Near-real-time index replication allows additional replica nodes on the network to copy newly created index files from the primary node, in near-real-time. This has some strong benefits over document-based replication used by Elasticsearch and Apache Solr:

  • No indexing cost on the replica nodes, just copying bytes for new files, and opening new near-real-time searchers

  • Consistent point-in-time searcher versions across primary and replicas, so that a follow-on search will see precisely the same point-in-time view even if it is sent to a different replica

But there are downsides as well:

  • Merged segments must also be copied

  • Additional time when opening a new searcher to copy the files across the network, since the primary must first write the files, and then each replica must copy them.

Build and install

This has only been tested on Linux:

To run the server, run ./build.py package, which will build the installable bits at build/luceneserver-0.1.0-SNAPSHOT.zip.

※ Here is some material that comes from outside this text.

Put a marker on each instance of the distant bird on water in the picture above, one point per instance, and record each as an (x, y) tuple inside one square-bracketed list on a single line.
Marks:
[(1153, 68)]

Unzip that somewhere, cd luceneserver-0.1.0-SNAPSHOT and run java -cp "lib/*" org.apache.lucene.server.Server. Make sure you put double quotes around that "lib/*" so java sees that asterisk and not your shell!

Live documentation

Once the server is running, load http://localhost:4000/docs to see minimal documentation of all REST commands and their accepted parameters.

Example indexing tool

The scripts/indexTaxis.py shows an example of using a Python client to bulk-index documents from the New York City taxi ride data, optionally spawning replicas as well. It will build the release artifact, install it, launch it, download the taxis document source (first 1 M documents), and index them.